ARTIST STATEMENT //
Over the past four years I have forged a freelance career as a socially engaged artist and theatre
facilitator, specialising in devised performance and creating theatre for social change with diverse
community groups. I have honed my practice through professional experience with companies such as Collective Encounters and The Royal Exchange Theatre; alongside training at Liverpool John Moores University and Hope Street Limited. Past experiences have enabled me to work in a wide range of contexts including adult learning centres, refugee groups and the education system.
I have a passion for theatre as a tool which can be utilised to empower participants and audiences. I believe that to bring performance into everyday spaces and away from the traditional stages of theatres, enhances accessibility for both audience and performer, whilst enabling a re-assessment of the norm. 'The Centre' for Collective Encounters Youth Theatre embodied this idea; the participant led process exploring city council funding cuts, leading to a high quality outcome of promenade performance in a community centre, transformed by their satirical performances into a surreal dystopia. Local councillors attended, the performance providing a real platform for the young people's voices to be heard.
I have a multidisciplinary approach to all projects, questioning the lines between art forms constantly.
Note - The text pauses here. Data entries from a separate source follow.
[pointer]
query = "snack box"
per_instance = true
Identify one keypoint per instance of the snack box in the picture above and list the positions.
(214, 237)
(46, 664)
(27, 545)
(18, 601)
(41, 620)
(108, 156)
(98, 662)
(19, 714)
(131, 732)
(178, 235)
In the past I have utilised live music, film, movement and poetry; however the limitless possibilities to blur lines of genre motivate me as a theatre artist. Transforming a warehouse space into a 'performance gallery' featuring film, projection, monologues and 'performance installations' for Apply Camouflage: Disappear On the Verge festival) is one example.
This multidisciplinary approach has led to the strong influence of poetry and spoken word on recent artistic developments, which I am exploring further through the creation of a one woman spoken word performance. A collaboration with musicians and a movement director, this work in progress explores the impact of grief on identity, relationships and a sense of home, informed by academic research and personal experience. Interest in the discipline rose from hosting and curating the Liverpool Everyman Theatre Poetry and Spoken Word night A Lovely Word, through which I shared the stage with and participated in workshops led by Mike Gary, Kate Fox and Rommi Smith, all of whom continue to inspire my work. I am also interested in the ability of the spoken
word to democratise space, the potential to transform anywhere into a performance opportunity.
In short, I aim for the theatre I create to; imagine alternative worlds where ordinary spaces are transformed; empower participants to engage in and share opinions about their realities; be brave and passionate whilst forming striking imagery which imprints on the memory.